The Leedh E2 relies on the unique Acoustical Beauty drivers (ABD or HPAB in French for Haut Parleur Acoustical Beauty) which operate in just 0.3 litres of sealed space. Ironless motors with a ferrofluid suspension reduce harmonic distortion as well as parasitic resonance modes of the diaphragm, basket and trapped air. These radical HPAB drivers contain no soft iron pole piece, no foam/rubber surround or even spider, all of which, according to their designer, account for the majority of mechanical defects in more conventional driver designs. Each driver motor combines 18 magnets to immerse the carbon/epoxy diaphragm's coil in a constant magnetic field during up to ±7mm excursions. With 660g of rare earth magnets per driver, the total magnetic mass for a pair of Leedh E2 equals 8kg. The ferrofluid fills the entire volume between the motor's cylindrical enclosure and the diaphragm's tube, with the fluid held in place by the magnetic field. Its function is to create an anti-resonant structure and control the radiation directivity.

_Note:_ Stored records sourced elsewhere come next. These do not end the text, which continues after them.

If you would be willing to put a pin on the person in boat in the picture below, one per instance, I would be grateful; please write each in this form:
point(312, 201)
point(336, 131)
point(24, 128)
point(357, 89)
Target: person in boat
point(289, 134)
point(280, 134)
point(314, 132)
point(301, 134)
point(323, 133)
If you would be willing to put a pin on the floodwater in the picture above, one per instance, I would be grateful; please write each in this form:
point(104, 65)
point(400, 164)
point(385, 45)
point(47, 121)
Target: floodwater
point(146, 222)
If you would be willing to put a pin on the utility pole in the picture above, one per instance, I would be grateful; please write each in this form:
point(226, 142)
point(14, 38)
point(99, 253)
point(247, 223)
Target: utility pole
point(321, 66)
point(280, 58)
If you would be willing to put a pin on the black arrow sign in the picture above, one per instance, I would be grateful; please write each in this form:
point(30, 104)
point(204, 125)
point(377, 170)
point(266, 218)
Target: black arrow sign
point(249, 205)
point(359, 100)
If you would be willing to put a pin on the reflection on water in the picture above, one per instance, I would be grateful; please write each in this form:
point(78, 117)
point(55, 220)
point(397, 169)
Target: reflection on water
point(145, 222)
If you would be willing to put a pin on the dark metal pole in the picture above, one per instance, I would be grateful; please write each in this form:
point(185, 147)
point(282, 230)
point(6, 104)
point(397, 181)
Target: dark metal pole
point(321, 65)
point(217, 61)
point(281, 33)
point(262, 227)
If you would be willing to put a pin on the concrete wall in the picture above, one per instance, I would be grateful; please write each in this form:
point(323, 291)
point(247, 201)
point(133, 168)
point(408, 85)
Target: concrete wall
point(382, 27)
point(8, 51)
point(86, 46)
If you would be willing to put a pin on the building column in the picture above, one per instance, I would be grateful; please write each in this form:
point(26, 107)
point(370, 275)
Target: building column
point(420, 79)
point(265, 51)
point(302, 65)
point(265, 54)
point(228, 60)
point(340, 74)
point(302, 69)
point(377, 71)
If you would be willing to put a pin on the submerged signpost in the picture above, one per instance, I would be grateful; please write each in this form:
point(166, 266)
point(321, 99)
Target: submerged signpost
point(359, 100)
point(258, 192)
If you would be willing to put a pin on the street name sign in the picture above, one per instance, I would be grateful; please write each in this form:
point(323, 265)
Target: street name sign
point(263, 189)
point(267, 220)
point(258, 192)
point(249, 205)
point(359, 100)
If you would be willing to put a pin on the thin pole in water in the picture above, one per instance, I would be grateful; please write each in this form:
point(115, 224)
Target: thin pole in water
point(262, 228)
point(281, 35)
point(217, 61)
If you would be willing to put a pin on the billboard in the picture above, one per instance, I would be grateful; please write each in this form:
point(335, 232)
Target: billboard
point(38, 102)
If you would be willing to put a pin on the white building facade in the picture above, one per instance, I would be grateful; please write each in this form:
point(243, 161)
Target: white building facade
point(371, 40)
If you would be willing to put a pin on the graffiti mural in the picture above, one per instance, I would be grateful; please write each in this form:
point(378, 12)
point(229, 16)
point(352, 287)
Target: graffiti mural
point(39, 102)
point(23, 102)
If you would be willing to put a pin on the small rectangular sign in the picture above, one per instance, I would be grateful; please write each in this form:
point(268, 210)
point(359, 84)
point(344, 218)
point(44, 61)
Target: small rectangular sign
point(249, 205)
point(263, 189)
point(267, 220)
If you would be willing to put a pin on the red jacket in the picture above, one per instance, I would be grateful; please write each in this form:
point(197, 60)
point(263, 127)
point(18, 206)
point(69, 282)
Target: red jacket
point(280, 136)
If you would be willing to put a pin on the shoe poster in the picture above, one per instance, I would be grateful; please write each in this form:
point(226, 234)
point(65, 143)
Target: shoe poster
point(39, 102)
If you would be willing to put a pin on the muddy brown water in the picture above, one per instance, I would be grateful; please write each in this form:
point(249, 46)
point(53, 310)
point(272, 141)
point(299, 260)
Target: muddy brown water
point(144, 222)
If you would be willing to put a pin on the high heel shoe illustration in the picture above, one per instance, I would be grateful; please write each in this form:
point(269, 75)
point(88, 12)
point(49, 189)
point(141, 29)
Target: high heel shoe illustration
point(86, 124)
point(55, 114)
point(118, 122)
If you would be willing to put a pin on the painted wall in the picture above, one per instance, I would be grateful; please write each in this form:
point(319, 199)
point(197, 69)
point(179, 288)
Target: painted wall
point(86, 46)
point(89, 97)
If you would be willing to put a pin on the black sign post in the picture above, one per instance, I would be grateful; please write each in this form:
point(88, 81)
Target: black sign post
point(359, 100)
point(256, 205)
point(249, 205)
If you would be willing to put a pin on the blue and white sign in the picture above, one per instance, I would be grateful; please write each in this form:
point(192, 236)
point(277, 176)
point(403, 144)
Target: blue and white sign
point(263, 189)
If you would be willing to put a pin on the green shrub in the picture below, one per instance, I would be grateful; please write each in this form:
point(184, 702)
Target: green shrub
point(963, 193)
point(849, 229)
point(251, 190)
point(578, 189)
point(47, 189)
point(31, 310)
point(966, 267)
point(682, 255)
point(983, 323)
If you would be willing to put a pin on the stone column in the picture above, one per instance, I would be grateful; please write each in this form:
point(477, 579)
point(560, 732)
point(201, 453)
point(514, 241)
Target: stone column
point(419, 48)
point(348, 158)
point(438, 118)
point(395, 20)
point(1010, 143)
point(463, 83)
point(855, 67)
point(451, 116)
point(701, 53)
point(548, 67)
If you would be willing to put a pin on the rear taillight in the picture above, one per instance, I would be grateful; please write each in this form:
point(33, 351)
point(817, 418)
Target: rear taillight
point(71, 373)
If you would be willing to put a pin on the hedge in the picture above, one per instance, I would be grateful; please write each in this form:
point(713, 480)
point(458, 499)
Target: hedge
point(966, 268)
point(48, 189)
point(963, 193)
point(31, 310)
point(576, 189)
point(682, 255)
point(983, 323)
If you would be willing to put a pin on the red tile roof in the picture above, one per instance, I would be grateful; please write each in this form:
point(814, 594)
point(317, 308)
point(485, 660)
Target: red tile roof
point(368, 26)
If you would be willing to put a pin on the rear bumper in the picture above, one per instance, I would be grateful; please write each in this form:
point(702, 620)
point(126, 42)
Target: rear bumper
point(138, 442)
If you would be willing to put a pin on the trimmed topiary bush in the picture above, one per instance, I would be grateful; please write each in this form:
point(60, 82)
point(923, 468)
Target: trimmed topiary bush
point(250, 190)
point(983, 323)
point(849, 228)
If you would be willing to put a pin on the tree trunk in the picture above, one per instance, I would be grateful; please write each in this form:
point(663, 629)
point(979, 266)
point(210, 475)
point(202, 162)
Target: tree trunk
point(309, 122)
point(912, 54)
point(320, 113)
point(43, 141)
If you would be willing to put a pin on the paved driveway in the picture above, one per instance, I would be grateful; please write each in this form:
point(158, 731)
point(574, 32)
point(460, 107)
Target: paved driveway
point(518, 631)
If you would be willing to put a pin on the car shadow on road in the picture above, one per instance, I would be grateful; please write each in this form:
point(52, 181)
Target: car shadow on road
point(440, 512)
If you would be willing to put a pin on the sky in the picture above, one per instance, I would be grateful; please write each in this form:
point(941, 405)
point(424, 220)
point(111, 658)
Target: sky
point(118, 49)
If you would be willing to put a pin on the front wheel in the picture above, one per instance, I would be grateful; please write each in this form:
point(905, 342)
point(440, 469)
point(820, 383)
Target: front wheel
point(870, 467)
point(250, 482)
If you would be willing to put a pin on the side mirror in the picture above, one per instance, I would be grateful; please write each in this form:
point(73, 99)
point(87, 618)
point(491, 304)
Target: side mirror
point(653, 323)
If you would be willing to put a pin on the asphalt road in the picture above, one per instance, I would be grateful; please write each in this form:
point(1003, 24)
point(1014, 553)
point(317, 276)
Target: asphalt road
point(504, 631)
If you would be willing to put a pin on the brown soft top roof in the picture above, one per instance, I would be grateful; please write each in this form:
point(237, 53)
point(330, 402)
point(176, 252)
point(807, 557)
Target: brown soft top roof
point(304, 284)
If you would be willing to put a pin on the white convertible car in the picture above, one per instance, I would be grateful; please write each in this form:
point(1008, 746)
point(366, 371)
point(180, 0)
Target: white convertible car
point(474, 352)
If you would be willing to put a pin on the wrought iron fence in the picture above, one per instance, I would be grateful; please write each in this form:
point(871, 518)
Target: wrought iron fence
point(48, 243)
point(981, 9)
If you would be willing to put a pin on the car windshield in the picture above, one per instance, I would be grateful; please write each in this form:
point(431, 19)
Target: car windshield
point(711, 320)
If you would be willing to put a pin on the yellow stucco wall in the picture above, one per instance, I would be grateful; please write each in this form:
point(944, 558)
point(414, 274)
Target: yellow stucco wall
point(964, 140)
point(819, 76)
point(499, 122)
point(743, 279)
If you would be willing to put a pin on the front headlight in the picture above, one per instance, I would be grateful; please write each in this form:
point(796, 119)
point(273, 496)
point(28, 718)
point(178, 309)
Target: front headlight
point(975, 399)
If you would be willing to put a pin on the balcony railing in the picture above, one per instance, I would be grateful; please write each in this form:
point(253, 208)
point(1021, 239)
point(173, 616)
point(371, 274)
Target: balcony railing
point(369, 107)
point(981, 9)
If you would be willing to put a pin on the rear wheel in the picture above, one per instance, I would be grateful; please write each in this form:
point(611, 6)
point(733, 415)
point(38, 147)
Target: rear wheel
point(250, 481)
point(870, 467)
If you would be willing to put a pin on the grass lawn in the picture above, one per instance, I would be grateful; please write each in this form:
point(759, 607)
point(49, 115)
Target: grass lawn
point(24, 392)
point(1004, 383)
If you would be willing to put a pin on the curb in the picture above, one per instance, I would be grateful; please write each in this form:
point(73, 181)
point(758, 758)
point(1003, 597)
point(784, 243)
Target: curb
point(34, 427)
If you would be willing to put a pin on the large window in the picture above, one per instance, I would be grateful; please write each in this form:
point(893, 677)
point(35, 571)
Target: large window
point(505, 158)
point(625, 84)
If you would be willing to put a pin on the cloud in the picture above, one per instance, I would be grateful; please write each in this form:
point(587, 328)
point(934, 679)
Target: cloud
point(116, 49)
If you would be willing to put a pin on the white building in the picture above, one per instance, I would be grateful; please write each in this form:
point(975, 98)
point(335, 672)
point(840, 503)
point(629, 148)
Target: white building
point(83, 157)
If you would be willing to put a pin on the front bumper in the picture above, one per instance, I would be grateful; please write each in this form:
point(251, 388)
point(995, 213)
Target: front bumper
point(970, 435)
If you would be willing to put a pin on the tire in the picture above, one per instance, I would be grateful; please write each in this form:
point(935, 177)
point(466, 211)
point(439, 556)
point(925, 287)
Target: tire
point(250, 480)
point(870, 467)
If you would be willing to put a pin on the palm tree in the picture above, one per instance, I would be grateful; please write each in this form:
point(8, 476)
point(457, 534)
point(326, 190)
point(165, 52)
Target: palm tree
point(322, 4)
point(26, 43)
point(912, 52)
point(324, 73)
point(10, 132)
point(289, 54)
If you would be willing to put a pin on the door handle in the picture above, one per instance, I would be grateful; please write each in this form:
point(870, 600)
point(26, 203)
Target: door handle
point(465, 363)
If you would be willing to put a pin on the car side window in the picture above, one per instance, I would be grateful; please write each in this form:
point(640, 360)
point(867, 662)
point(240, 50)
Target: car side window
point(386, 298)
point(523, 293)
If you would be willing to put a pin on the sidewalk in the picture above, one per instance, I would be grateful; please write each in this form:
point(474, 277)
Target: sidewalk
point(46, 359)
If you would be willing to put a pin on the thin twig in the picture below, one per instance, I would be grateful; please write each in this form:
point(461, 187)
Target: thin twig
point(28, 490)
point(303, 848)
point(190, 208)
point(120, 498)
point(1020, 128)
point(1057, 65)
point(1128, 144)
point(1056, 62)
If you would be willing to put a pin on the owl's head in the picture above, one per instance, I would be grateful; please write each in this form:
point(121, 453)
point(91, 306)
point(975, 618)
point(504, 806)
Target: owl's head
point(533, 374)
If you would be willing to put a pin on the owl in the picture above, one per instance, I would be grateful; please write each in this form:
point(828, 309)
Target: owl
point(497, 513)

Our multi-pod UFO's external architecture is as follows. 20Hz-100Hz is covered by two horizontally opposed identical modules at the speaker's base oriented to fire sideways. Building up from 20Hz-1'000Hz, another such twin module sits at ear height also firing sideways. Finally 20Hz-7kHz goes to a third twin module whose active driver aims forward and the passive radiator backward. The latter cancels internal pod resonances. Finally a dedicated front-firing tweeter pod covers 7kHz-20kHz. Carbon/epoxy tubes connect these modules to the plinth. This minimum-baffle array with controlled radiation pattern is naturally minimalist and its physical 'dematerialization' supports easy domestic integration. Finish quality presents the base materials in their natural forms to avoid ostentatious luxury. Thus maximum budget is applied to acoustic not optic features. To learn more about the drivers, the website describes them as pistonic devices of 54mm diameter wherein a tube sliding in a ferrofluid sleeve is closed at one end by a carbon/epoxy cone.

To move its resonance mode to the highest possible frequency and net the greatest uncoloured bandwidth, mass had to be the lowest possible yet rigidity extreme. These mutually exclusive demands arrived at the carbon/epoxy composite for its very high Young modulus as exploited for space exploration; and geometric optimization via vibro-acoustic simulation software and suitable reinforcement from a short rectangular coil. This diaphragm's first torsional mode is postponed until 1.5kHz. Its primary bending mode doesn't occur until 14kHz.  Across its useable bandwidth of 20Hz–7kHz, it encounters only 5 modes. Contrast that to a typical mid/woofer whose first mode appears at 60Hz, to be followed by another 100 across its useful bandwidth. Each mode represents artificial reverb, coloration and distortion to add up to significant distortion across the pass band. Milot's cone is concave to control bandwidth and reduce residual deformations.